Grades for the course will be determined by absolute standards. The total score will be plotted as a histogram. Cutoff points are determined by examining the quality of work by students on the borderlines. Individual cases, especially those near the cutoff points may be adjusted upward or downward based on factors such as attendance, class participation, improvement observed throughout the course, and special circumstances.

Cheating

Each project must be the sole work of the student turning it in, except for possible group projects. Projects will be closely monitored by automatic cheat checkers, and students may be asked to explain any suspicious similarities with any piece of code available. The following are guidelines on what collaboration is authorized and what is not:

What is cheating?

  1. Sharing code or other electronic files: either by copying, retyping, looking at, or supplying a copy of a file.
  2. Sharing written assignments: Looking at, copying, or supplying an assignment.

What is NOT cheating?

  1. Clarifying ambiguities or vague points in class handouts.
  2. Helping others use the computer systems, networks, compilers, debuggers, profilers, or other system facilities.
  3. Helping others with high-level design issues.
  4. Helping others debug their code.

Cheating in group projects will also be strictly monitored and penalized (similar to cheating in individual exams, assignments or projects). Be aware of what constitutes cheating (and what does not) while interacting with students in other groups; same rules of cheating as above apply when collaborating between two or more groups. You cannot share or use written assignments, code, and other electronic files from students in other groups. If you are unsure, ask the teaching staff.

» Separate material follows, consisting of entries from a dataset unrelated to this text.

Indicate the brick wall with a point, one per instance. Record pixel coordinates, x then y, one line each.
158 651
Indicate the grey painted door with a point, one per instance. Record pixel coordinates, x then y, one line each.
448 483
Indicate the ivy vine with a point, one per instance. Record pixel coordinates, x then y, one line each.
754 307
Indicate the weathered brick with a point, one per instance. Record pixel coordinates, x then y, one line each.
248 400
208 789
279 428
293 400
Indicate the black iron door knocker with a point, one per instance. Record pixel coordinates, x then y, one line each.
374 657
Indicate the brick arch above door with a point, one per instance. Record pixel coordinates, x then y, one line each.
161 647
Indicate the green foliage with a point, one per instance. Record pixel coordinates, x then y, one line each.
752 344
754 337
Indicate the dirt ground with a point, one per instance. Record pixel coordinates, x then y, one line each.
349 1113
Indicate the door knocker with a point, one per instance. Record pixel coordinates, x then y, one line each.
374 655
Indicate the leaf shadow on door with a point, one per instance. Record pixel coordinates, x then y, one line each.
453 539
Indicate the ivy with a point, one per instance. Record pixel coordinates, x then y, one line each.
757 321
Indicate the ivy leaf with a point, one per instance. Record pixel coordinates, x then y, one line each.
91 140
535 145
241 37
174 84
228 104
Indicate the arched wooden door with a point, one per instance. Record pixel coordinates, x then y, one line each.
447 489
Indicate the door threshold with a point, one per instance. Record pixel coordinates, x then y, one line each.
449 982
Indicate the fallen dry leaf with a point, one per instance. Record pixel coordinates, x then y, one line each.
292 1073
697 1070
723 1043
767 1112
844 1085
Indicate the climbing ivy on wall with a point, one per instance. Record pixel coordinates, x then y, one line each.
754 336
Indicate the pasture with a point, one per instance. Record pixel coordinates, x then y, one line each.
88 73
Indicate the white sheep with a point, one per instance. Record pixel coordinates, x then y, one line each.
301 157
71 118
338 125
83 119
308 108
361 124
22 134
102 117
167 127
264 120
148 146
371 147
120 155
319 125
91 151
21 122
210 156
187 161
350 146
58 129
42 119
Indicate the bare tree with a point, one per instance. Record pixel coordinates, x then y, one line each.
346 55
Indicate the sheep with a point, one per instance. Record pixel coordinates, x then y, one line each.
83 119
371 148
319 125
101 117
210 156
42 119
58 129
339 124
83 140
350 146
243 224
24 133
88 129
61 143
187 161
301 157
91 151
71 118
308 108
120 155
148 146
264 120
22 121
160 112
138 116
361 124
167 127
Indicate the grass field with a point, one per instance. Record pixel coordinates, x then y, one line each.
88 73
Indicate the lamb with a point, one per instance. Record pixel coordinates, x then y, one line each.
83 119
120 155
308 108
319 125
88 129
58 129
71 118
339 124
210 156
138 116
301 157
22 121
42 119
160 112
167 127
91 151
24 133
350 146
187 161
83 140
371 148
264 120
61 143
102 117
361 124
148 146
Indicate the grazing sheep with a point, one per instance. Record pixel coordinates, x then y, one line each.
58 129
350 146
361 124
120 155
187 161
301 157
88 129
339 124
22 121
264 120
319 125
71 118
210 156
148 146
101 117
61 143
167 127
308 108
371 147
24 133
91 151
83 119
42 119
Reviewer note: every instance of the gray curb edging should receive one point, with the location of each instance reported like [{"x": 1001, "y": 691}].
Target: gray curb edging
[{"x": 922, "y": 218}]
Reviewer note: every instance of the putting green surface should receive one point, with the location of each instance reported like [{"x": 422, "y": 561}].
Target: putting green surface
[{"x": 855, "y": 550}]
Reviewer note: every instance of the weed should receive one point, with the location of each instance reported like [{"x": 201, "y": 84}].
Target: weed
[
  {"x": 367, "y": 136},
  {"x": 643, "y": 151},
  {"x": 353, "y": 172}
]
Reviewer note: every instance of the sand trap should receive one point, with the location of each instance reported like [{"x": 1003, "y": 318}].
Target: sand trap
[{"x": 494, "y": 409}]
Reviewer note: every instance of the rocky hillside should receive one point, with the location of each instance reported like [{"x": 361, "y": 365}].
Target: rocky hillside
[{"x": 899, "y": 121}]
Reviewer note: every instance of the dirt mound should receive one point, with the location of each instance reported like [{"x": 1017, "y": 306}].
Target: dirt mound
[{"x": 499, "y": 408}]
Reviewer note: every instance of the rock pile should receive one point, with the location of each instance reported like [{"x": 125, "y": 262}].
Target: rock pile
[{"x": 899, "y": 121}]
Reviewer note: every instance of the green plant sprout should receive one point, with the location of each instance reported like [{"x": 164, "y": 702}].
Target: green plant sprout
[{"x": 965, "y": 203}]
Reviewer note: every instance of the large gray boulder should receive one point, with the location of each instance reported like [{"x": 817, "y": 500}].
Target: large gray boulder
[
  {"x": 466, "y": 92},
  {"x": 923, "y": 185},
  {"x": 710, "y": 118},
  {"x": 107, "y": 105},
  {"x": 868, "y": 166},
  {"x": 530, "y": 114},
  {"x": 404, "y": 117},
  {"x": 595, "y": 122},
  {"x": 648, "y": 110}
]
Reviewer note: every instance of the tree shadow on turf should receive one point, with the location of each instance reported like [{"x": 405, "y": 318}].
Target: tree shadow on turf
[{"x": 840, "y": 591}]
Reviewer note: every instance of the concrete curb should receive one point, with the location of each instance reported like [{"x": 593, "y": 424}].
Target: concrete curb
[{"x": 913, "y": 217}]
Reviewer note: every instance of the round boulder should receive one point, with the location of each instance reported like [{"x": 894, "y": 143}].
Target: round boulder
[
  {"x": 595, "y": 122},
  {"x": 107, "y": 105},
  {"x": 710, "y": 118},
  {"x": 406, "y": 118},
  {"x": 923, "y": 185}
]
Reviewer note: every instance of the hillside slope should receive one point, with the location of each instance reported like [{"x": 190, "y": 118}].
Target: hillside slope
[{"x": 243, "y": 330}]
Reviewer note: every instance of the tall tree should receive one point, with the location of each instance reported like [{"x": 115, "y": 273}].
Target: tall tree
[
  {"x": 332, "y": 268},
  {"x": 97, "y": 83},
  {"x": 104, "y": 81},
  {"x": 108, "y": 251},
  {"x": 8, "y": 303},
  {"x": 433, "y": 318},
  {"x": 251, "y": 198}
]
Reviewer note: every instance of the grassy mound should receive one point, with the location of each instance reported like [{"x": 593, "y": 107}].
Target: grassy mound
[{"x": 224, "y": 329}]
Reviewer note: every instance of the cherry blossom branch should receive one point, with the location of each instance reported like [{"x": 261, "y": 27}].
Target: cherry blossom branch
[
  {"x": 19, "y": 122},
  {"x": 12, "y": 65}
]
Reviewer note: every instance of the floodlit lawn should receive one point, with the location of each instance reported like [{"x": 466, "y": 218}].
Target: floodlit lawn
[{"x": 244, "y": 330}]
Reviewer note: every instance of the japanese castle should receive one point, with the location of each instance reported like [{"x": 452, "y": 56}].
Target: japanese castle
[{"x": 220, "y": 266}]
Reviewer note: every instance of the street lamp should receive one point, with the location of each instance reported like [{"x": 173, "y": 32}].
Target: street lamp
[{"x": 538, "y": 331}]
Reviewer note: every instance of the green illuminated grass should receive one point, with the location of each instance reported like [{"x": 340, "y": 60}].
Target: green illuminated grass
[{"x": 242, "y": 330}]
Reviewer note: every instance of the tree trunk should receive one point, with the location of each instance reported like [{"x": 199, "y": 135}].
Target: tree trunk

Be sure to store your work in protected directories. The penalty for cheating is severe, and might jeopardize your career; cheating is not worth the trouble. By cheating in the course, you are cheating yourself; the worst outcome of cheating is missing an opportunity to learn. In addition, you will be removed from the course with a failing grade. We also place a record of the incident in the student's permanent record.

Class Schedule

Please refer to Schedule page for the tentative schedule for the class. The schedule also indicates the project activities. Any changes will be announced on the class distribution list ( ). An updated schedule will be maintained on the class Web page.